You may also find these tips helpful:

  • If your ancestor had a common name, be sure to look at all the entries for a name before you decide which is correct.
  • Continue to search the passenger lists to identify siblings, parents, and other relatives in the same or other generations who may have immigrated at the same time.
  • If your ancestor has an uncommon surname, you may want to obtain the passenger list of every person who shares your ancestor’s surname if they lived in the same county or nearby. You may not know how or if they are related, but the information could lead you to more information about your own ancestors.

If you do not find the name you are looking for, try the following:

  • Check for variant spellings of the name.
  • Look for an index. Records are often indexed by local historical and genealogical societies.
  • Search the passenger lists year by year.
  • Search the indexes of other port cities.

Record History

Passenger arrival lists known as customs manifests date back to 1820. Congressional action in 1891 resulted in federal immigration officials recording the immigrants’ arrival.

Why the Record Was Created

Arrival lists was used by legal authorities to gather personal information about immigrants prior to the person being allowed to live in the United States.

Record Reliability

The information was supplied by the immigrant or a traveling companion (usually a family member). Incorrect information was occasionally given, or mistakes may have been made when the clerk guessed at the spelling of foreign names.

Related Websites

Related Wiki Articles

Contributions to This Article

We welcome user additions to FamilySearch Historical Records wiki articles.

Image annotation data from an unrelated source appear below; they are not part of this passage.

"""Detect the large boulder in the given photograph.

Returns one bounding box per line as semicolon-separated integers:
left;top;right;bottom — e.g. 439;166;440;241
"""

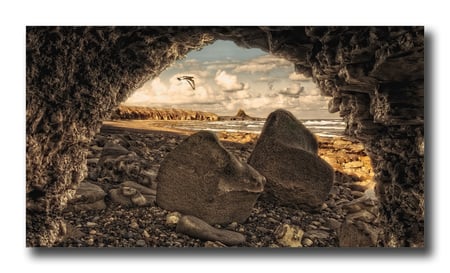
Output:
248;110;334;209
156;131;265;224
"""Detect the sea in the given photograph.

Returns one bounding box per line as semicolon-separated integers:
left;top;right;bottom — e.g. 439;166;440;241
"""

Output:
146;119;345;137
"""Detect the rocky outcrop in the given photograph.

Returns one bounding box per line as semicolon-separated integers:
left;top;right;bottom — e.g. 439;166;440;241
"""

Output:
156;131;265;224
248;110;334;209
111;105;219;121
218;109;264;121
26;26;425;247
176;215;245;245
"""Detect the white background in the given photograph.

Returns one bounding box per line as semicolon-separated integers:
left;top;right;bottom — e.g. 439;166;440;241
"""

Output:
0;0;450;272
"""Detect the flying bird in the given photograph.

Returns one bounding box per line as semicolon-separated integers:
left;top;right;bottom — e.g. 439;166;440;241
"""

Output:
177;76;195;90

Guidelines are available to help you make changes. Thank you for any contributions you may provide. If you would like to get more involved join the WikiProject FamilySearch Records.

Citing FamilySearch Historical Collections

When you copy information from a record, you should list where you found the information. This will help you or others to find the record again. It is also good to keep track of records where you did not find information, including the names of the people you looked for in the records.

A suggested format for keeping track of records that you have searched is found in the wiki article Help:How to Cite FamilySearch Collections.

Examples of Source Citations for a Record Found in This Collection

"California, San Francisco Passenger Lists, 1893-1953"  digital images, FamilySearch (https://www.familysearch.org; accessed 16 September 2011). entry for Mrs. Yiug Chung, age 20; citing Passenger Lists, 038-Nov 26-1909- Jan 6, 1910>image 52; National Archives and Records Administration, Washington D.C.. United States.

Citation for This Collection

The following citation refers to the original source of the data and images published on FamilySearch.org Historical Records. It may include the author, custodian, publisher and archive for the original records.

California. San Francisco Passenger Lists, 1893-1953 (NARA M1410). National Archives and Records Administration, Washington D.C.

Information about creating source citations for FamilySearch Historical Collections is listed in the wiki article Help:How to Create Source Citations For FamilySearch Historical Records Collections.